There was some truth underlying this complaint. I did spend more time with some members of my staff than others. The high performers who were highly engaged and making good things happen garnered more of my attention. It was intentional. This isn’t something a good manager should ever apologize for. It was probably also true that I didn’t walk down to talk to those employees as much as others. I have never been a great chit chatter so I don’t really small talk with anyone. I talk about work. Those who are most engaged in doing great work get more of my time, period. Also, not something a manager should apologize for.
But, when that employee was in front of me that day, I didn’t say these things. I didn’t explain to the employee that if she wanted more of my attention, she could get it by stepping up her game. Instead, I apologized. I said that I would do better. I told her I would fix it.
I failed as a manager.
Not only did I not invite her to step up to better performance. I took away from her a positive learning experience. I could have helped her understand that her frustration was coming from things within her own control. I could have held her accountable for her own role in this perceived “slight.” But, I didn’t.
I should have told her the truth the same way that I write it here today. What was I afraid of?
All too often in both our professional and personal lives, we miss the opportunity to tell the truth, to say the things that need to be said. Certainly, telling the truth in important conversations is risky, but these risks are what can make you a better person, a more powerful leader.
Here a few reasons why the truth is powerful option:
- The truth reveals your true intentions. It clarifies your expectations to the other person and breaks through artificial barriers that might otherwise define a relationship.

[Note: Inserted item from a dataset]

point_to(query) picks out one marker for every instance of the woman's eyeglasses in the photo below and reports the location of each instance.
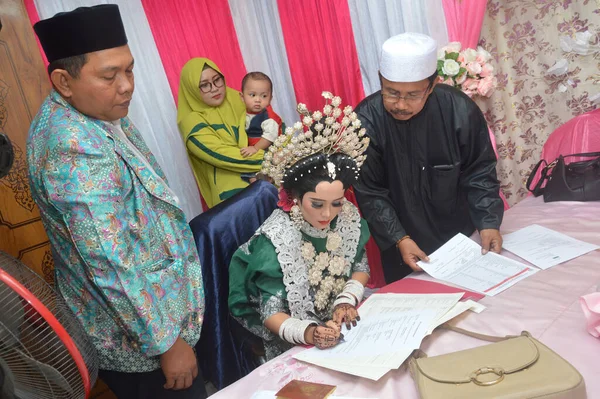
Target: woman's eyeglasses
(207, 87)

- Telling the truth improves your thinking. When you tell the truth about your feelings or beliefs, then you reveal yourself in a way that allows for truly meaningful feedback and dialogue that might either strengthen or even change your beliefs. If you are in the habit of telling the truth, then you worry less about crafting your words and more about improving your thinking and belief system.
- The truth is authentic. While it may cause some short term tension or conflict, in the long run it sets you up for more satisfying relationships.
- The truth scares inauthentic and phony people out of your life.